Son jeu : une Didier Deschamps au féminin

Elle s’appelle Henry, comme Thierry, mais son profil se rapproche bien plus de celui de l’actuel sélectionneur des Bleus quand il jouait. Comme lui, elle porte le brassard, et s’exprime au cœur même du jeu, assumant une fonction de récupératrice de ballons, mais aussi de régulatrice en se trouvant au point de départ de chaque action. Et comme lui, elle est un véritable aimant à trophées, ayant accumulé, à 29 ans, 5 Ligues des champions et 11 championnats de France (avec Lyon), ainsi qu’un championnat des États-Unis (durant sa parenthèse à Portland de 2016 à 2018). Une différence notable, tout de même : contrairement à "DD", Amandine Henry marque, beaucoup, grâce à sa lourde frappe de balle (12 buts en 80 sélections chez les Bleues, plus de 150 en D1). Une signature que son but contre la Corée du Sud, le 7 juin, en ouverture de la Coupe du monde, n'a pas démenti. Ne lui manque donc plus qu’une Coupe du monde pour parfaire le parallèle.

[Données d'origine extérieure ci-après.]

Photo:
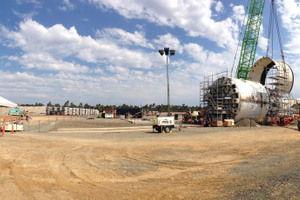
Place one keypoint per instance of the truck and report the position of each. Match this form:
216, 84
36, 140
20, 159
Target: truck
163, 124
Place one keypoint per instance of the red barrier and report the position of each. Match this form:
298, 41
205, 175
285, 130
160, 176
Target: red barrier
3, 128
12, 126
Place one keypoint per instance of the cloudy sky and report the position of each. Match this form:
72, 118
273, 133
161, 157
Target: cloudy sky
106, 51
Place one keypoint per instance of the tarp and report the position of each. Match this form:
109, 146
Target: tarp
6, 103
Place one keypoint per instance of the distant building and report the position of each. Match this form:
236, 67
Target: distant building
5, 105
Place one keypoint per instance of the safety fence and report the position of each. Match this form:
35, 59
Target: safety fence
14, 125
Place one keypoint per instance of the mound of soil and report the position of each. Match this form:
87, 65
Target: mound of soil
246, 123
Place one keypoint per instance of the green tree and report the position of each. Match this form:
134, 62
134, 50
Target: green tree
66, 104
49, 104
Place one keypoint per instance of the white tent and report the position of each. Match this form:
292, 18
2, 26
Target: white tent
6, 103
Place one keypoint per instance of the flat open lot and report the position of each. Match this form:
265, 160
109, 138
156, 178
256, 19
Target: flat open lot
106, 160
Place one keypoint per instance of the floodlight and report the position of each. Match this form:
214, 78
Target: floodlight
161, 51
172, 52
166, 50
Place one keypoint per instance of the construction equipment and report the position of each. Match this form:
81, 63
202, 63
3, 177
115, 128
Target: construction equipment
250, 39
163, 124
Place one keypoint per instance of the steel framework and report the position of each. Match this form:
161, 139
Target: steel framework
250, 39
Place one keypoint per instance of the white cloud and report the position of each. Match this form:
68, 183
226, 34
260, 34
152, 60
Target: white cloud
67, 5
125, 38
168, 40
24, 15
36, 3
195, 17
290, 15
58, 43
219, 6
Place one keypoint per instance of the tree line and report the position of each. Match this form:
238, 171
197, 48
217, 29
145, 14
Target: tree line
100, 107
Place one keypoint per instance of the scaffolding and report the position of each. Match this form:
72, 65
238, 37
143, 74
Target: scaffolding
281, 99
213, 101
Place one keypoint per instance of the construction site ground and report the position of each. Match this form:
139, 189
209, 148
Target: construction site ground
79, 158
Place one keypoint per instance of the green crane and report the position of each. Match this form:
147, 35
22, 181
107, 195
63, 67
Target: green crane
250, 39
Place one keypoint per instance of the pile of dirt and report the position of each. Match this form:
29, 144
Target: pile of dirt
246, 123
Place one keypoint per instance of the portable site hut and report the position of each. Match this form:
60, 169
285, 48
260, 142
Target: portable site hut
5, 105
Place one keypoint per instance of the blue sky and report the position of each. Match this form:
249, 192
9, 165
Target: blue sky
105, 51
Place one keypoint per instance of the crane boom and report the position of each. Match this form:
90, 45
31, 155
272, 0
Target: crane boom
250, 39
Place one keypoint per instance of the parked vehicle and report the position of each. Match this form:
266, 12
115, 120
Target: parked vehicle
163, 124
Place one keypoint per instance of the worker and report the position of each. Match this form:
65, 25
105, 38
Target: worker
27, 116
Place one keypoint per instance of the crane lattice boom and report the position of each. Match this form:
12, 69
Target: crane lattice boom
250, 38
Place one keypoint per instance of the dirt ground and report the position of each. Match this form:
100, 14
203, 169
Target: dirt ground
77, 158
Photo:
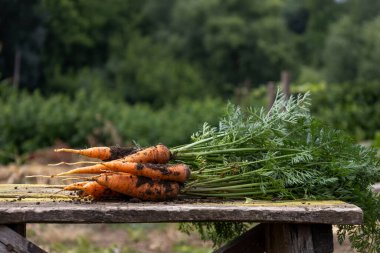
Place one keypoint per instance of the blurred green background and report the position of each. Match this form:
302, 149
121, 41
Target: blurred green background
90, 72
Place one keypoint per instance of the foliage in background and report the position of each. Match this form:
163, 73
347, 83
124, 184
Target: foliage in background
31, 121
154, 52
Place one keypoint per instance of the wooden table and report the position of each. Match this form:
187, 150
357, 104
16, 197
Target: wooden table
284, 226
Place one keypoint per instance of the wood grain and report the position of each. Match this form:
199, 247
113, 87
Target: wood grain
180, 211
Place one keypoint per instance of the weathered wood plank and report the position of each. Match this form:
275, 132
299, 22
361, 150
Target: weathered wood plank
10, 241
251, 241
179, 211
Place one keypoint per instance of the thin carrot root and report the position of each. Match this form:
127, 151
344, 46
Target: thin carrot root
93, 189
139, 187
76, 163
156, 154
94, 169
102, 153
177, 172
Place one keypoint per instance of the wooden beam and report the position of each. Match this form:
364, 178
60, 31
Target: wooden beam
120, 212
10, 241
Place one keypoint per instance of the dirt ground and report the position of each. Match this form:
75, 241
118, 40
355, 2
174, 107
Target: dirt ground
110, 238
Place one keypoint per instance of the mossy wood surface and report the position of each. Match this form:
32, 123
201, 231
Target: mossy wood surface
49, 204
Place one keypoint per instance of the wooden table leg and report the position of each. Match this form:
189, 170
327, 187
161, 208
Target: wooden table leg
251, 241
11, 241
283, 238
297, 238
20, 228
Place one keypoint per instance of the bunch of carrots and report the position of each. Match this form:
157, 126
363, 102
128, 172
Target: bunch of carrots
138, 173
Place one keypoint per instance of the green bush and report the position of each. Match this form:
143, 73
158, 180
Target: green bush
31, 121
353, 107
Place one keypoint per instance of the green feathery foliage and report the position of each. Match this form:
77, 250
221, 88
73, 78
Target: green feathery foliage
284, 153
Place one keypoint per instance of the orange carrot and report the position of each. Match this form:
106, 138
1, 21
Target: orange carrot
93, 189
156, 154
102, 153
139, 187
176, 172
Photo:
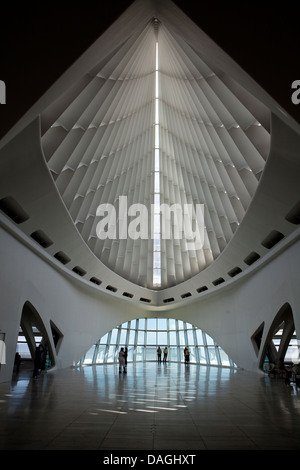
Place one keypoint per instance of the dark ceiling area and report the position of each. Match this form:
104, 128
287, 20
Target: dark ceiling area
38, 42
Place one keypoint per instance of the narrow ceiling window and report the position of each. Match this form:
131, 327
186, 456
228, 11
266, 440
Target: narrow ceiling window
156, 215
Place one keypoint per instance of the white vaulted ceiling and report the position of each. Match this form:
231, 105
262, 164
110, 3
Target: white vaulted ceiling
99, 139
224, 143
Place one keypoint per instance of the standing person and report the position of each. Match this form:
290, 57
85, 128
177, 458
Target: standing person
159, 354
165, 354
122, 361
126, 354
187, 355
37, 361
184, 354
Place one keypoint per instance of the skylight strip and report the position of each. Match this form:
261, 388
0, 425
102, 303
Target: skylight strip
156, 216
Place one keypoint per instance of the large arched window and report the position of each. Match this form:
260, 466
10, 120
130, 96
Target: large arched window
144, 335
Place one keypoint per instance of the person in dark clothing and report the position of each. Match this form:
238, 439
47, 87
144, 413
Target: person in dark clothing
38, 360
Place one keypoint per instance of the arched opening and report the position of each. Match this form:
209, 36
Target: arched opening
33, 334
143, 337
281, 345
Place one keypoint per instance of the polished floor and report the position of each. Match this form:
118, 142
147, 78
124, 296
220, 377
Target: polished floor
153, 407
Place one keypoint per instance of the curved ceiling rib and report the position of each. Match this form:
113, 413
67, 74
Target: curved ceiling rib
213, 146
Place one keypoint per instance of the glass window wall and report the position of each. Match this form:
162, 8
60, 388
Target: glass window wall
143, 336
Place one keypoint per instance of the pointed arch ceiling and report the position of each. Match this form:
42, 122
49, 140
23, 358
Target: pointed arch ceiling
99, 143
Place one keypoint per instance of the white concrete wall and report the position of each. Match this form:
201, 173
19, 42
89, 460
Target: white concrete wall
83, 314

Sa personnalité : une miraculée

Sa carrière aurait pu s’arrêter net dès février 2008, quand un trou dans sa rotule droite l’a contraint à subir une greffe de cartilage, opération alors inédite dans le sport de haut niveau, qui a fait dire à son chirurgien qu’elle devait renoncer au football... Suivront 18 mois loin des terrains, et deux ans et demi loin des Bleues, le temps d’apprendre à réapprivoiser son corps, souffrant d’un déficit de 40% entre ses quadriceps droit et gauche. Ce qui suffit à mesurer le courage et l’abnégation dont elle a dû faire preuve pour revenir au sommet de son sport. "Aujourd’hui, quand je passe des scanners et des IRM, les médecins ne comprennent pas. Je suis une énigme, confiait-elle en mars au Progrès. Quand je m’arrêterai, je pense que j’aurai le droit à une petite prothèse." Le prix qu’elle a payé pour vivre de sa passion, et la transmettre à son pays.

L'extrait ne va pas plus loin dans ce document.